Backup Duration - Datastore Admin - As you would expect, mapreduce shards writing data to Blobstore inside Google's network is much much faster than streaming the entity data out one at a time. A full backup of our data with Datastore Admin takes under 6 hours. With Bulkloader it takes over 3 days.
Backup Maintenance - Bulkloader (for now) - With Bulkloader and a server, you can create crons to regularly perform backups and backup maintenance. For example, we have a server in Rackspace that backs up our datastore every 3 days and keeps the last 2 backups. With Datastore Admin you have to manually perform the backup and delete stale backups, until an automated solution is published (Issue 7040). Even still, for once a month backups, the cost of doing it manually with Datastore Admin is so low that I'd recommend it.
Data Flexibility - Bulkloader - With bulkloader you can export all your data into human-readable csv files allowing you to pivot it in Excel, create a test dataset for your local development environment, or even move your operation to another app hosting service (ex: AWS) should you require it.
Precision Restore - Bulkloader - Bulkloader can handle restoring select entities (where you know exactly which entities you deleted or overwrote) and bulk restores.

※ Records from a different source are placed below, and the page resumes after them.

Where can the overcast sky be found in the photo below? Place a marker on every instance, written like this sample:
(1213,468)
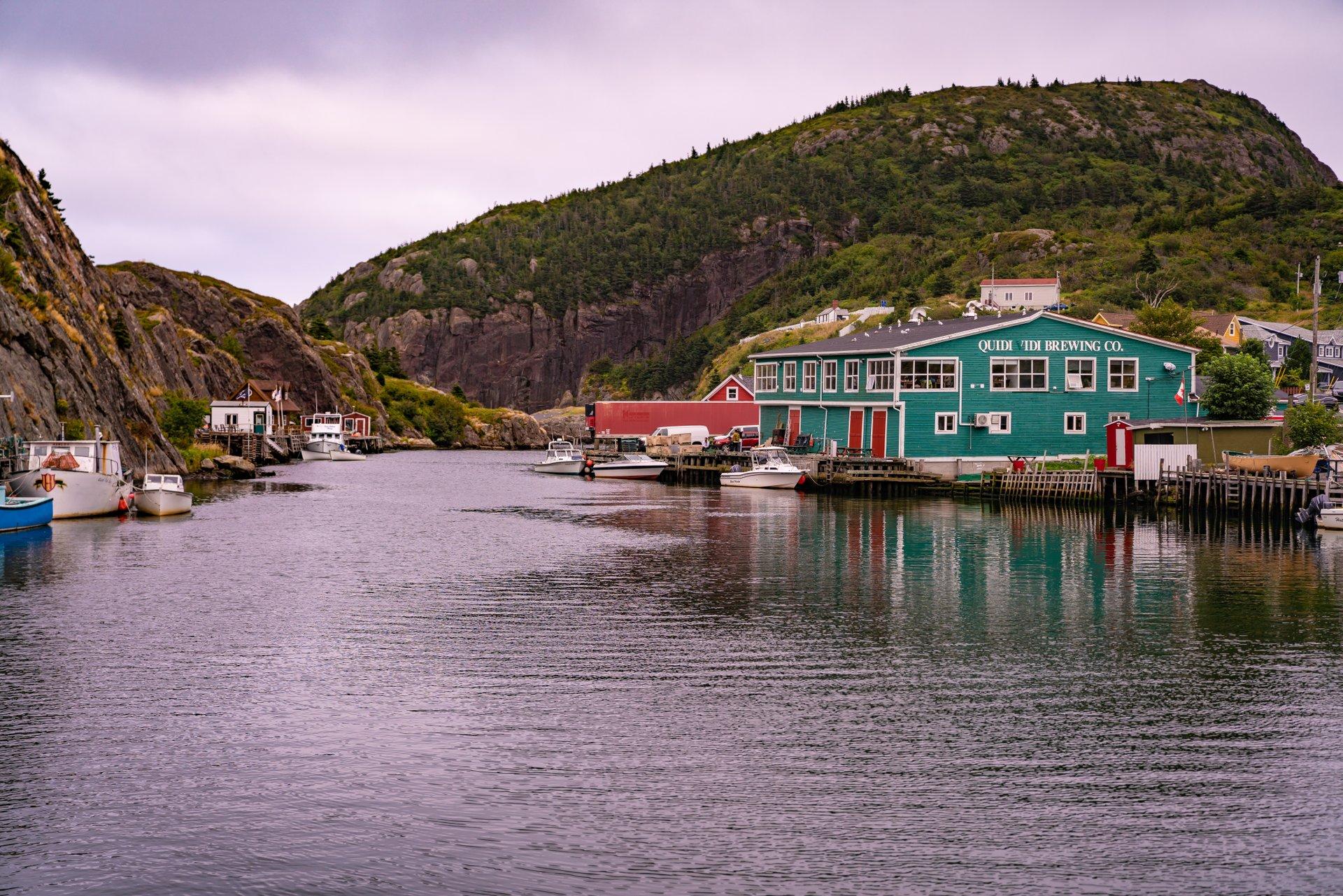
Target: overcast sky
(276,144)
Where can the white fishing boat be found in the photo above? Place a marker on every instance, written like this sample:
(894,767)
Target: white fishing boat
(83,476)
(163,495)
(562,457)
(770,469)
(324,437)
(629,467)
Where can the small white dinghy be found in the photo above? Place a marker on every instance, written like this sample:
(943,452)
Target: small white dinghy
(770,469)
(629,467)
(163,495)
(563,458)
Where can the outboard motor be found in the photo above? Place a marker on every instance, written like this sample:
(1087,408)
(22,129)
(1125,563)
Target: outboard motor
(1311,512)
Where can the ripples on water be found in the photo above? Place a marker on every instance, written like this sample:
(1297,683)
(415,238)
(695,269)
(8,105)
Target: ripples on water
(441,672)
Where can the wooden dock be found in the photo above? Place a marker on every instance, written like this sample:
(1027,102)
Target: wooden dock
(1267,496)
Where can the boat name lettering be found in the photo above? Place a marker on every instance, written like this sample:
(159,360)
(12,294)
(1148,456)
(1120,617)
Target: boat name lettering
(1051,346)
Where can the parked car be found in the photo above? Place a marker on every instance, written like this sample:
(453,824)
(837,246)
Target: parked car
(750,437)
(699,434)
(1327,399)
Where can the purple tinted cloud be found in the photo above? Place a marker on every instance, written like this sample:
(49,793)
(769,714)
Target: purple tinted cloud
(276,144)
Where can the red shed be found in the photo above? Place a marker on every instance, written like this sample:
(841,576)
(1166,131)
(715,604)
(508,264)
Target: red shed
(641,418)
(1119,443)
(734,388)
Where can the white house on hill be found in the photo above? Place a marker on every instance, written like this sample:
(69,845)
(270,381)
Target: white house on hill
(1030,293)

Datastore Admin can only do bulk restore for all the entities of a given Kind.
Bulk Restore - Datastore Admin - Datastore Admin minimizes very expensive writes by only updating changed entities. Sharding also makes this process much, much faster than a simple Bulkloader upload (though you could shard the csv backup data across many clients yourself).
Ultimately Bulkloader gives you more precise control while Datastore Admin simplifies and speeds up bulk backup/restore. Even though Datastore Admin is new and has a few issues (7076), given your situation, I'd definitely recommend it.